Saturday, January 13, 2018

Yep, Here I Am

     So, to recap: I've got some Very Important Stuff presently operating under conditions that it should never, ever be subjected to.  There's not a darned thing I can do about it, either, other than make adjustments to the thing that powers said Very Important Stuff, and which will have a negative effect on my employer's product.  They will, however, not have as much effect as what will happen if the Very Important Stuff breaks.

     To add to the fun, the stuff that's not working is powered by transformers that run on three-phase electricity.  The markings on the old ones may not be especially readable.  The new ones must be connected exactly the same as the old ones.  The new and old ones are not physically identical. 

     So what am I doing about it right now?  What I can: nothing.  I'm going to go take a writing class.  Perhaps I should think of the class as Plan B.


rickn8or said...

Sometimes (as in a situation like this) is the best thing to do.

Raz Raxxaffian said...

As Heinlein said, 'when in doubt, do nothing'.


John said...

My usual experience with 3 phase equipment was to wait for the riggers to land it.
Then drill the foundation holes and align the equipment.
Then after the pipefitters built and connected all the piping the electricians would arrive, hook up the power and then bump the controller to check the direction of rotation.
In an eerie foreshadowing of the USB connector thing, and even though the chances of a correct rotation were 50/50, I don't think the equipment ever rotated in the correct direction when we tried it for the first time.

And no matter how carefully the systems were checked, the first time you pressurized the system with the pump, you usually heard someone screaming from somewhere in the machinery space, "Turn it off, turn it off!"

Matthew Fulghum said...

Raz, that's a great one. Need to re-read some Heinlein future history.

Ms. Bobbi, good luck. Reminds me of the bad old days of the dot-com boom, where we had a huge op-ex account, but no cap-ex. I can't tell you how many crummy old cisco 2501s I had to babysit.
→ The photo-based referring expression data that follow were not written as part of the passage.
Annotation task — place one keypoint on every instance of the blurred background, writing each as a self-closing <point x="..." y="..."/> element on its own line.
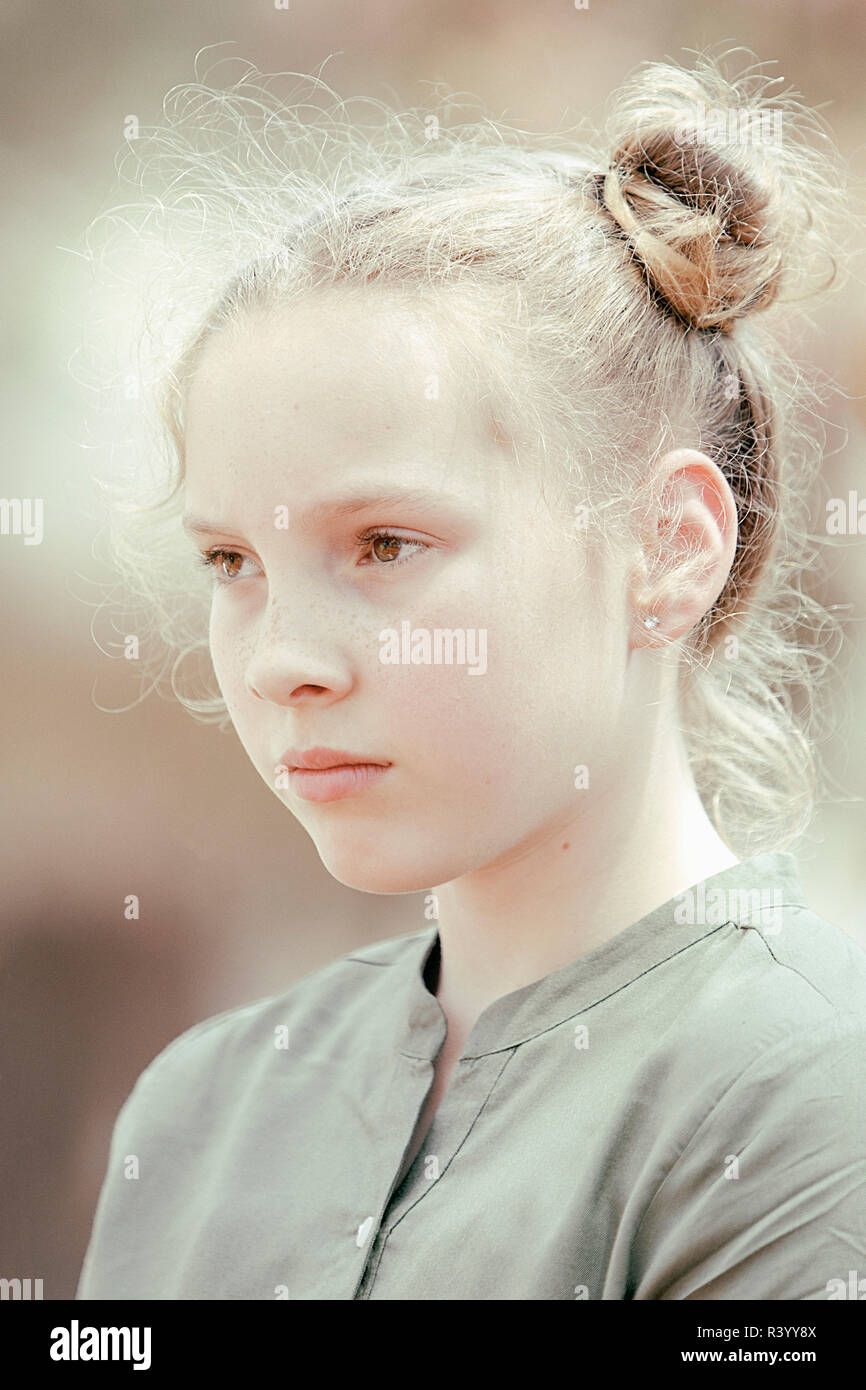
<point x="99" y="805"/>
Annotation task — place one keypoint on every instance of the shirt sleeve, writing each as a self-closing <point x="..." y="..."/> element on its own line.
<point x="768" y="1200"/>
<point x="142" y="1204"/>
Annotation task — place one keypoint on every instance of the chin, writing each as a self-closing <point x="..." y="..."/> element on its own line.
<point x="374" y="868"/>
And before that, trying to replace the very poorly marked power supplies on PCs with AT style power, where the first sign of having wired it wrong was the switch assembly slagging itself in a glorious blue glow. Good times, laughing at your coworkers when they'd smack their heads on the underside of the desk, and then cursing like a sailor when it was your turn in the barrel.

mostly cajun said...

Meh... Piece of cake. Been dealing with three-phase power 120 to 500,000 volts for forty years. I'd show up and help you for a nominal fee and expenses.

Or, more seriously, send me pictures of the problem equipment. We can talk.

Mostly Cajun
Electrical guru for five states worth of interstate pipeline

Roberta X said...

The equipment in question consists of three single-phase transformers in separate enclosures, 800-some feet in the air, primaries of the three connected delta, secondaries wye and a very high penalty for incorrect connection. This thing runs heating current directly though a transmitting antenna to de-ice it, several hundred Amperes.

JimBob said...

When you say "directly" you mean like using a welder to thaw out a frozen pipe?

mostly cajun said...

??? And it does this with AC? Or does it rectify three-phase to DC?


Roberta X said...

The radiating element of the antenna consists of a large, open spiral of large-diameter stainless-steel wire, supported by longish insulators around a central hollow steel pillar. Through some clever electronic thinking, the system is able to run a high current through the steel wire without affecting the transmitted signal. There are three sections of this, with RF power divided to feed them, and each one is getting AC current from one phase of the three-phase, stepped down from 480 V to 24 V.